Farradyne did not deem it wise to sit this out. They might have been heading for the other side of the field, but if they weren't he was trapped. He went aloft to the salon and scuttered down the landing ramp, around the back side of the poised spacer and away from the direction of the trucks, running in the shadow cast by the Lancaster. Five or six hundred yards away was another spacer, and it was completely dark. Farradyne scurried around the widespread tail fins of the monster and stood there, peering at the caravan from between the angle made by the tail fin and the in-curving body of the spacecraft.

The trucks came around the Lancaster, surrounded it in a circle, and then a blaze of lights came, lighting the Terran ship from dome to reaction funnel. Ladders were sent aloft and a huge crane lifted. The calls of workers and the directions of their superintendent came to Farradyne clearly. He wondered what they were doing and saying; except for the three-toned voices that added an audible complement of women and children to the gang, it sounded like any work party on earth yammering in a strange tongue.

He watched for an hour, and then he saw that the distant sky was beginning to show a very faint glow of gray. Sunrise—or perhaps a false sunrise, he could not tell.

He scuttled like a human spider away from the direction of the work party until its flood lights were a distant miniature stage setting. He wound in and among silent, dark spacecraft, avoiding those with lights even though he had to detour wide for the sake of this safety. Eventually he came to the far side of the spaceport.

He cased the place warily from behind the fin of a spacer, looking at the dark, silent buildings and wondering if this gang of aliens had ever heard of night watchmen. He did not trust the quiet darkness of the apparently uninhabited spaceport because he was suspicious and he knew that other people were as suspicious as he was. He was glad that he did not barge in brashly, for along about the first glimmers of real graying sky, a man came out from between two of the buildings waving a searchlight. He sauntered along in front of the nearest building and disappeared between it and the next.

Farradyne skipped across the space and went into the gangway the watchman had just come out of. He walked warily through and came to a high wire fence. Keeping to the building side of the clearance-way between fence and building, Farradyne skulked along in the direction opposite to that taken by the watchman.

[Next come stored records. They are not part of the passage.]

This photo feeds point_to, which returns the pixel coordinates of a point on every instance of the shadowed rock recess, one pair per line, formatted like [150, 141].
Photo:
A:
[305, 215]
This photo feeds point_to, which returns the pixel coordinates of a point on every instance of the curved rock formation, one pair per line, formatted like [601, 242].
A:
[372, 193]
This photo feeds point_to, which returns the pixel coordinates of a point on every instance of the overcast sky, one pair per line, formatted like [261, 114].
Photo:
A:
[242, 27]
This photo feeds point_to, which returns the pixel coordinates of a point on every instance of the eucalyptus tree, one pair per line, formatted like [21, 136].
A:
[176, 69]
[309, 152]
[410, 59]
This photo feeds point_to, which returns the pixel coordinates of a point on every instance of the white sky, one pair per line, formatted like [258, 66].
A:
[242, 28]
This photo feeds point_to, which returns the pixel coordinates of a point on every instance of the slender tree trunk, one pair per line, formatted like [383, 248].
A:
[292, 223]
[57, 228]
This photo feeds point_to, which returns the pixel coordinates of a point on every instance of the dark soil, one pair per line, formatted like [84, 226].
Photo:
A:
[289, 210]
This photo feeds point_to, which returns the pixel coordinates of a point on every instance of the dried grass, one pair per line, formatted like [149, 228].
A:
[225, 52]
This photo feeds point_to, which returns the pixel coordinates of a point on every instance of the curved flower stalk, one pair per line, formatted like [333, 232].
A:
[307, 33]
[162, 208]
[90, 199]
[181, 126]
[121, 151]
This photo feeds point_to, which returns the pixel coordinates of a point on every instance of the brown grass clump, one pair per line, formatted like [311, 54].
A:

He needed a minimum of two items: A set of Planet X clothing and a way out of this rattrap.

He found the way out a few minutes later.

A dim striking of a bell alarmed him until he realized that it was tolling, rather than clamoring an alarm. He followed the tolling for seventeen bongs and came upon a small sentry house perched beside an open gate. As the tolling stopped, the man in the house stretched, yawned and got up, picking up a searchlight. He stepped outside and looked around in a bored manner.

The watchman took one look at the open gate some ten feet from his position and shrugged. He turned his back on it and disappeared between a couple of buildings not far from Farradyne's place.